For Lysakowski, this suggested a new way to envision how hair cells work. Just as the brain adjusts the sensitivity of retinal cells in the eye to light, it may also modulate the sensitivity of hair cells in the inner ear to sound and head position.

When the eye detects light, there is feedback from the brain to the eye. “If it’s too bright the brain can say, okay, I’ll detect less light — or, it’s not bright enough, let me detect more,” Lysakowski said.

With the striated organelle connecting the rootlets to the cell membrane, it creates the possibility of feedback from the cell to the very detectors that detect motion. Feedback from the brain could alter the tension on the rootlets and their sensitivity to stimuli. The striated organelle may also tip the whole cuticular plate at once to modulate the entire process.

“This may revolutionize the way we think about the hair cells in the inner ear,” Lysakowski said.

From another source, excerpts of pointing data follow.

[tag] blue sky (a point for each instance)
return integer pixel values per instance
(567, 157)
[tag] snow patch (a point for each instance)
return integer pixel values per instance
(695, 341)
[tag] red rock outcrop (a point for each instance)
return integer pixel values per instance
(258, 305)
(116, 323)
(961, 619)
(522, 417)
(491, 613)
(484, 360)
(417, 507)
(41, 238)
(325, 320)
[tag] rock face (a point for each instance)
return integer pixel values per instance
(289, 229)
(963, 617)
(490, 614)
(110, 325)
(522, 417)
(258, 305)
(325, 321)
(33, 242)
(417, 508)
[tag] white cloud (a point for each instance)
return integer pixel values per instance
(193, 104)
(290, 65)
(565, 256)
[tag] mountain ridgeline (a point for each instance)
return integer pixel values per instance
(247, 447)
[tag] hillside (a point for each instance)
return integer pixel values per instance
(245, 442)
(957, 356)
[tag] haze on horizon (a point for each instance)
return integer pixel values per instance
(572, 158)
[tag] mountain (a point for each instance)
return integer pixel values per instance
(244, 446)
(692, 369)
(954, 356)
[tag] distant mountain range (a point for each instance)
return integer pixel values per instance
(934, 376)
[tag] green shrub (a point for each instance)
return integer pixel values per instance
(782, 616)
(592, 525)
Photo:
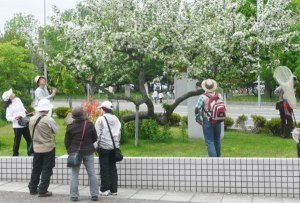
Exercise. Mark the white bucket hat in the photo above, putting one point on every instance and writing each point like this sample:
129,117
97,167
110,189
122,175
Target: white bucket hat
209,85
106,104
36,79
44,105
6,95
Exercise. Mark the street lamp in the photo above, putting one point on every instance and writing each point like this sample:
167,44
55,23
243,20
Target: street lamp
45,65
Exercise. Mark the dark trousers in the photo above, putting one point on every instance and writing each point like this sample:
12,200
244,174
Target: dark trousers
108,171
286,122
43,163
18,135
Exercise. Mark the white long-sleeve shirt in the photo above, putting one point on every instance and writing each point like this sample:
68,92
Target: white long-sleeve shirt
104,138
16,108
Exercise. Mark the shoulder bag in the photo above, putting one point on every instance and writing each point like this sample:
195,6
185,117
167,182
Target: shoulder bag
74,158
117,151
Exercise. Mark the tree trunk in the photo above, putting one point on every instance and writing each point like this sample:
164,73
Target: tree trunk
70,102
136,133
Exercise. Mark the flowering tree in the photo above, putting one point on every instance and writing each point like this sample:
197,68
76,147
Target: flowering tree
223,40
112,41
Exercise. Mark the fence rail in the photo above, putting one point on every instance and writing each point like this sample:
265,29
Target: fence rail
265,176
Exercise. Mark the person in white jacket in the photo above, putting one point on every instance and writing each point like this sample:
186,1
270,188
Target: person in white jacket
14,111
108,169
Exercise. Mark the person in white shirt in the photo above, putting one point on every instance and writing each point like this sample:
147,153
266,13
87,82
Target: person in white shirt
154,96
108,169
42,92
14,111
160,96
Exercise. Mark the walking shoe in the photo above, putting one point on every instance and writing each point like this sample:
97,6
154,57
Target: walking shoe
46,194
106,193
33,192
94,198
74,199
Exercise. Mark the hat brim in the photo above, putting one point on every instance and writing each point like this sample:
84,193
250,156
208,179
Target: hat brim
44,108
209,90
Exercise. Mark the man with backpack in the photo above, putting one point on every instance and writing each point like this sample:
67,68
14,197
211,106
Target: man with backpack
210,111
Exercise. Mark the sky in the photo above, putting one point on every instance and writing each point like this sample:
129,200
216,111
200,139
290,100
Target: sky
35,7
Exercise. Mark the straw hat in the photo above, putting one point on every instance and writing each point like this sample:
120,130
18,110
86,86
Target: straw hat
106,104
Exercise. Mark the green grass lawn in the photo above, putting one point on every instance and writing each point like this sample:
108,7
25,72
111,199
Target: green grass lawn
235,144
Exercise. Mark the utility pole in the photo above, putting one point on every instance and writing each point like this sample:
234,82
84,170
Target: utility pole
258,13
45,65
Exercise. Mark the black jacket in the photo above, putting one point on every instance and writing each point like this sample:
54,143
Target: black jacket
73,137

The study was supported by the grants from the National Institutes of Deafness and other Communication Disorders, the American Hearing Research Foundation, the National Center for Research Resources, and the 2008 Tallu Rosen Grant in Auditory Science from the National Organization for Hearing Research Foundation.

Graduate student Robstein Chidavaenzi and Steven Price, an electron microscope technologist, also contributed by identifying three of the proteins composing the striated organelle and demonstrating how they arise during development. Guy Perkins, Masako Terada and Mark Ellisman from the National Center for Microscopy and Imaging Research in Biological Systems, University of California, San Diego, also contributed to the study.